Spencer
Après Neruda, Jackie et Ema, c'est Diana Spencer, de son nom de "scène" -et de captivité- Lady Di, qui rejoint la palette de profils dévorés par leurs démons intérieurs qu'affectionne tant Pablo Larrain. Encore faut-il la saisir au bon moment, c'est à dire au bord du gouffre. En 1991, par exemple, dans le brouillard de Sandringham, ce palais du comté de Norfolk où les Windsor se retrouvent pour les fêtes de Noël et où la désormais trop dysfonctionnelle princesse de Galles n'en finit plus de payer les pots cassés d'un mariage en lambeaux.
Résultat: elle détonne à tombeau ouvert. Ses escapades impromptues au volant de sa Porsche, ses retards constants, ses tenues hautes en couleurs qu'elle porte quand bon lui chante... De quoi faire dérailler un ordonnancement dont le cinéaste chilien, dans un versant kubrickien qu'on ne lui connaissait guère, exacerbe la dimension militaire: provisions acheminées par des soldats, cuisiniers au garde-à-vous, ex-officier au profil de bouledogue (Timothy Spall) en guise d'écuyer pour éloigner les paparazzis et faire rentrer la rebelle dans le rang...

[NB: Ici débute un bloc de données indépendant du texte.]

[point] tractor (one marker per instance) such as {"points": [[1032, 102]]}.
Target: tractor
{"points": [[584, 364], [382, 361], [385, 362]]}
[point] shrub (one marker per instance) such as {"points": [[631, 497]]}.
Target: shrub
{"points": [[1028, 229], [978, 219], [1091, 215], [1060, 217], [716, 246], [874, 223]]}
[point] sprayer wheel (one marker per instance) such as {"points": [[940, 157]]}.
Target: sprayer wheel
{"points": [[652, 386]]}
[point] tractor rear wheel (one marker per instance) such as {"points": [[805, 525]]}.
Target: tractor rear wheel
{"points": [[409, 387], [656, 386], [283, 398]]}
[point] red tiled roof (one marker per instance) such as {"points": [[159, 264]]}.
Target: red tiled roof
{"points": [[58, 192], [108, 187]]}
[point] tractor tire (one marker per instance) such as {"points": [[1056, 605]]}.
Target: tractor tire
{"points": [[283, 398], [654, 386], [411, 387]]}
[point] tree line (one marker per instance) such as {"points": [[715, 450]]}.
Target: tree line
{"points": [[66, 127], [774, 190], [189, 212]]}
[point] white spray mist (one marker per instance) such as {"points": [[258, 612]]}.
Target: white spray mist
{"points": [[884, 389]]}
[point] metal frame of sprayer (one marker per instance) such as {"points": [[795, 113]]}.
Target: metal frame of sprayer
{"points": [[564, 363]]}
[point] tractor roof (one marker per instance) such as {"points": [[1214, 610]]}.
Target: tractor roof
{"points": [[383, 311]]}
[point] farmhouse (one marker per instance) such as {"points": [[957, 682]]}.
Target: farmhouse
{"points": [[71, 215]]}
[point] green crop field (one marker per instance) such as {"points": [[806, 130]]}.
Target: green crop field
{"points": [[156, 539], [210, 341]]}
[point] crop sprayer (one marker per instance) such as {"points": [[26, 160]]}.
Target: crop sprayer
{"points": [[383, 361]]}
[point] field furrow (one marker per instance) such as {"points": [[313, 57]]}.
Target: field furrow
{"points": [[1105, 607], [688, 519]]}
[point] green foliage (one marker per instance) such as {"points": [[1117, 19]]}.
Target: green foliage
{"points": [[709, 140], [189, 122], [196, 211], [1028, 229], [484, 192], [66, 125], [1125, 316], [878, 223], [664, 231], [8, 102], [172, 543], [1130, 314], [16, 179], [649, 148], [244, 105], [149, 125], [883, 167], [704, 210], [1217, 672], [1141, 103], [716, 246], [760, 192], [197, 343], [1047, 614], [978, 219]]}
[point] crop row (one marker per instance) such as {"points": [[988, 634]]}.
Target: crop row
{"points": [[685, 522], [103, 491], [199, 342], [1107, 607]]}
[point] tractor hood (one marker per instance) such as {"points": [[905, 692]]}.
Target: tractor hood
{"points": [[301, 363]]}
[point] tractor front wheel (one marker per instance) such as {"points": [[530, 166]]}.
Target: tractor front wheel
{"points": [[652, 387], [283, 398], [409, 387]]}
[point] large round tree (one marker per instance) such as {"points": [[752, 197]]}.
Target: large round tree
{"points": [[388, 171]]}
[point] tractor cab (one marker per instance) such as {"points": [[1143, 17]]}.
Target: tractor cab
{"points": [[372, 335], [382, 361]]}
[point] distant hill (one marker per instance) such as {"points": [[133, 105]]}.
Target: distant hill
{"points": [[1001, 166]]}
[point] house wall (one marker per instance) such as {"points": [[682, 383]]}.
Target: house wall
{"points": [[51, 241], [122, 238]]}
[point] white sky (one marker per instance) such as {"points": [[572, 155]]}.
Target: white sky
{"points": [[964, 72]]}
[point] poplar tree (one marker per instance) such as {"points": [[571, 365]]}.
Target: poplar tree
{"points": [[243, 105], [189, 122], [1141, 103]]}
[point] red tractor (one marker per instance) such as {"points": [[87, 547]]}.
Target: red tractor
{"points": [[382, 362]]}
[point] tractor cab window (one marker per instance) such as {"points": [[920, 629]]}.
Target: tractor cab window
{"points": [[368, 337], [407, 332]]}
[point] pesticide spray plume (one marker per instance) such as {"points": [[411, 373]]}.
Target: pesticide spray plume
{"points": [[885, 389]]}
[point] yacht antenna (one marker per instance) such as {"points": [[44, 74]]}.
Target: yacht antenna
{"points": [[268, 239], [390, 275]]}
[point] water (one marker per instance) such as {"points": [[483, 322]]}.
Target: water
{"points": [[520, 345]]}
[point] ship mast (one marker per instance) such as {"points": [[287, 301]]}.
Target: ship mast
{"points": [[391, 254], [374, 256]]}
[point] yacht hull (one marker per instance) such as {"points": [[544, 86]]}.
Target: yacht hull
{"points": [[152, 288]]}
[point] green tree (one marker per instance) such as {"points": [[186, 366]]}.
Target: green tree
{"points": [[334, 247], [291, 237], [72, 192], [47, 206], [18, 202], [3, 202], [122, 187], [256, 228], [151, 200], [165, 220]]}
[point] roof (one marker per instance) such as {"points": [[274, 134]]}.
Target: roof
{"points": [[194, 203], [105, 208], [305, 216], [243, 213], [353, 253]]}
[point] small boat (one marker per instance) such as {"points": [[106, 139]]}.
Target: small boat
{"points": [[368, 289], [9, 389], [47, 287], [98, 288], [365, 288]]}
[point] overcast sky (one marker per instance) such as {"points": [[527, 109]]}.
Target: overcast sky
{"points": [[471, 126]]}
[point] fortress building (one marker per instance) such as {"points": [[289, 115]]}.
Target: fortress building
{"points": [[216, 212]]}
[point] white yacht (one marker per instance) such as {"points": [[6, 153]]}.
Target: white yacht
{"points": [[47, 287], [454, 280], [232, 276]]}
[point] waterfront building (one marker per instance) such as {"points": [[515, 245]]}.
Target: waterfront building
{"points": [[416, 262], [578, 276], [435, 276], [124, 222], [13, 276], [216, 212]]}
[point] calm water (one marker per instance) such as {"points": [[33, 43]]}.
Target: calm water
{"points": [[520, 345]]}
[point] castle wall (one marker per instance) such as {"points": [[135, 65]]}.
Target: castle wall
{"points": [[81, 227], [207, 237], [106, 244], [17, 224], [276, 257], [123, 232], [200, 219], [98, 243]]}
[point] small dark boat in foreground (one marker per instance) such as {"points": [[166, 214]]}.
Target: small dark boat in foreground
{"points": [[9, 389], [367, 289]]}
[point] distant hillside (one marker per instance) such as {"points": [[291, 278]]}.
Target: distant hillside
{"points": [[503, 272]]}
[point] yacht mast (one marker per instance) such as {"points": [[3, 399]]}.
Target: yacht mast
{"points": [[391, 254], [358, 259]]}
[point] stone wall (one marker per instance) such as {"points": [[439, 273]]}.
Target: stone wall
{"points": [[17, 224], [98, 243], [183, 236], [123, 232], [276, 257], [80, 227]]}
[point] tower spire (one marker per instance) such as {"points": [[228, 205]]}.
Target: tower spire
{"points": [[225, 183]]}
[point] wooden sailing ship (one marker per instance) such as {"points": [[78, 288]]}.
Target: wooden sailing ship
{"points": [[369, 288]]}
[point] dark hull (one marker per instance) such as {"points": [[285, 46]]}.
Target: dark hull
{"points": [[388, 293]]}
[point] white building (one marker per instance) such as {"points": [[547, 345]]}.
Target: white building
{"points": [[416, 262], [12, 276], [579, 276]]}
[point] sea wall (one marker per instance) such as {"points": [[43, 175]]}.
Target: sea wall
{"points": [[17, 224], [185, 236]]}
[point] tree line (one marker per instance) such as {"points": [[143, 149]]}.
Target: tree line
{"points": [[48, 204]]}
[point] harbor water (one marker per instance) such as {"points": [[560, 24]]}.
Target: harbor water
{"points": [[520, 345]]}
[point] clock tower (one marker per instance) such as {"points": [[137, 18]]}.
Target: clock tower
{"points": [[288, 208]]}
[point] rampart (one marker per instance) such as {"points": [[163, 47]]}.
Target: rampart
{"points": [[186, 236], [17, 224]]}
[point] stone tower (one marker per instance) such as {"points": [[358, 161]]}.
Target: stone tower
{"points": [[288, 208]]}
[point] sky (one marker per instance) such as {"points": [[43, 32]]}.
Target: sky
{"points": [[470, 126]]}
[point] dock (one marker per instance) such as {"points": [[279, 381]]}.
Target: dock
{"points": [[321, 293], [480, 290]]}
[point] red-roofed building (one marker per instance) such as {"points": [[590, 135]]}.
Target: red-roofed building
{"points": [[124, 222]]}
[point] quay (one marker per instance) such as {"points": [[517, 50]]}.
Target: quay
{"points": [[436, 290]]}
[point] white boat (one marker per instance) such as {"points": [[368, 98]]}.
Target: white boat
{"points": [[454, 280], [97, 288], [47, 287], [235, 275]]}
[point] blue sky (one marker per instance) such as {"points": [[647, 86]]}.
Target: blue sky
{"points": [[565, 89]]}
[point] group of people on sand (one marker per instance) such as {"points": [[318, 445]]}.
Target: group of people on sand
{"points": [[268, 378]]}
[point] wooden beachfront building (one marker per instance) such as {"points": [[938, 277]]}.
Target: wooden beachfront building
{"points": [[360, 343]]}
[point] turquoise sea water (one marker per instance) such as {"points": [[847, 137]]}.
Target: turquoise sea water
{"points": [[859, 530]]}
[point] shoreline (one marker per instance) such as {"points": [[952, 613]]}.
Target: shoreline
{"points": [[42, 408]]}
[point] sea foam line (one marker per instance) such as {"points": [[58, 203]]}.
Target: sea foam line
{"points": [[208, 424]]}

Dans ce Barry Lyndon revisité, les rituels absurdes ne manquent pas. Les couvertures remplacent le chauffage et chacun doit se peser avant et après les agapes, avec obligation de prendre trois kilos en plus pour montrer qu'on a apprécié le moment... Deux figures spectrales et peu causantes complètent le décor: Charles, le mari blafard, et sa royale maman dont l'unique prise de parole résume l'absurde condition: "Quand vous aurez votre visage imprimé sur un billet de banque, vous comprendrez que vous n'êtes qu'une monnaie d'échange "...
La mise en scène n'a plus dès lors qu'à enrober son héroïne de brume et de "darkness". De plus en plus seule et de plus en plus fragile, Diana s'abîme dans d'infernales visions rythmées par le fantôme d'Anne Boleyn qu'Henri VIII fit décapiter pour épouser la Camilla de l'époque... La partition hybride et stridente de Jonny Greenwood, qui n'hésite pas à mixer musique baroque et jazz expérimental, accentue la descente aux enfers.
Tout cela pourrait frigorifier si Kristen Stewart, telle Gena Rowlands dans Une Femme sous influence, n'offrait pas au joyau brisé de la Couronne qu'elle incarne ce "flux de conscience " dont parlait si bien Murielle Joudet dans son livre sur l'actrice fétiche de Cassavetes. Entre l'accent british forcé, le geste ou la phrase qui échappe à tout contrôle et l'impression de ne plus s'appartenir, la comédienne signe une performance renversante qui libère le film de toute froideur, tel le regard d'abord scrutateur puis amoureux de Maggie, la femme de chambre. À croire que Pablo Larrain s'est pareillement laissé conquérir.
Spencer, Pablo Larrain, Prime Vidéo.